3. Handle Async Content

protected override void SetContent(object ctx)
{
    base.SetContent(ctx);

    if (ctx is MyDataItem item)
    {
        // Set immediate content
        TitleLabel.Text = item.Title;
        
        // Handle async image loading
        if (!string.IsNullOrEmpty(item.ImageUrl))
        {
            ItemImage.Source = item.ImageUrl;
            ItemImage.IsVisible = true;
        }
        else
        {
            ItemImage.IsVisible = false;
        }
    }
}

Common Pitfalls and Solutions

Problem: Old Content Showing

Cause: Not properly resetting cell state when recycling Solution: Always reset all dynamic content in SetContent()

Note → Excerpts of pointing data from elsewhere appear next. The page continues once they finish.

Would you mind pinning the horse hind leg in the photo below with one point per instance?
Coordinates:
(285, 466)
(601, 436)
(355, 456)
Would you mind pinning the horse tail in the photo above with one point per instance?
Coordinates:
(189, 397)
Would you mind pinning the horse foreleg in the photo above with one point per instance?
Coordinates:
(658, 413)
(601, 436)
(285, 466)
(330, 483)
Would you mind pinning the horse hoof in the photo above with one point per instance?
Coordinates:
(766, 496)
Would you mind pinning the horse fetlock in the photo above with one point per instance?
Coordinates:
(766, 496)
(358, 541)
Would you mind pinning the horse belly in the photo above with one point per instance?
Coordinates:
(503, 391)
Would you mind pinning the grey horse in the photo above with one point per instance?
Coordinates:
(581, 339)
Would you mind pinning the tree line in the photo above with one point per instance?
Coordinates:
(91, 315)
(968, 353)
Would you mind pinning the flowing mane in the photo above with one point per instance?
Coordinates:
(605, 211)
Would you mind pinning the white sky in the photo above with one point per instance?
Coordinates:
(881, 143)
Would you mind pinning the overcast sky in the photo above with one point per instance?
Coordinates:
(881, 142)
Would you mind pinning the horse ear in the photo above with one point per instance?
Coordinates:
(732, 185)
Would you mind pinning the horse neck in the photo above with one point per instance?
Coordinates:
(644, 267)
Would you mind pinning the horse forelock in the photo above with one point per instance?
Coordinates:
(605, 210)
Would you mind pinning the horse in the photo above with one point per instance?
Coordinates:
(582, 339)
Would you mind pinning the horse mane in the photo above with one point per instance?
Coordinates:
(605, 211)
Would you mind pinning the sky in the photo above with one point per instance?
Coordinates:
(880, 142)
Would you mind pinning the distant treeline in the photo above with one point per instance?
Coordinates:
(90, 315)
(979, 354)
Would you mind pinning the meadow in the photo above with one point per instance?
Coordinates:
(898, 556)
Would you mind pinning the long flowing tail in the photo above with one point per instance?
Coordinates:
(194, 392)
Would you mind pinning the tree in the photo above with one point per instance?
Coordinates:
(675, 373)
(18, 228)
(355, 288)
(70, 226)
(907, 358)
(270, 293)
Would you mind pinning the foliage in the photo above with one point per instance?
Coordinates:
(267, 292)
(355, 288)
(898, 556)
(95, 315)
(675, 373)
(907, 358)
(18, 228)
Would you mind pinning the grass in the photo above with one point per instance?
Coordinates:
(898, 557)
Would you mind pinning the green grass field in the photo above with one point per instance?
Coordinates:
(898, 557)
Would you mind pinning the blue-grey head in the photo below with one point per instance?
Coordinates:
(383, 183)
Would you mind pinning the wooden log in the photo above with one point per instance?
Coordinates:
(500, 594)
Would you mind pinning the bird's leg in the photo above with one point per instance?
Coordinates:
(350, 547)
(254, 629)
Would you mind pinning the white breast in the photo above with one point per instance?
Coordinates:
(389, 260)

Problem: Incorrect Heights

Cause: Using wrong measure strategy for your content type Solution: Choose appropriate MeasureItemsStrategy based on your data

Problem: Poor Scrolling Performance

Cause: Not using proper caching or too many complex operations in SetContent() Solution: Use appropriate UseCache values and optimize content updates

Advanced Example: Multi-Type Cell

public partial class NewsCell : SkiaDynamicDrawnCell
{
    protected override void SetContent(object ctx)
    {
        base.SetContent(ctx);

        if (ctx is NewsItem news)
        {
            // Reset all content visibility
            HideAllContent();
            
            // Configure based on content type
            switch (news.Type)
            {
                case NewsType.Text:
                    ConfigureTextPost(news);
                    break;
                case NewsType.Image:
                    ConfigureImagePost(news);
                    break;
                case NewsType.Video:
                    ConfigureVideoPost(news);
                    break;
            }
        }
    }
    
    private void HideAllContent()
    {
        TextContent.IsVisible = false;
        ImageContent.IsVisible = false;
        VideoContent.IsVisible = false;
    }
    
    private void ConfigureTextPost(NewsItem news)
    {
        TextContent.Text = news.Content;
        TextContent.IsVisible = true;
    }
    
    // ... other configuration methods
}

Conclusion

Recycled cells with SkiaDynamicDrawnCell and the experimental MeasureVisible strategy provide the foundation for building high-performance lists in DrawnUI. By understanding these concepts and applying the best practices outlined here, you can create smooth, efficient scrolling experiences even with large datasets and complex cell layouts.

For a complete working example, see the News Feed Tutorial which demonstrates all these concepts in action.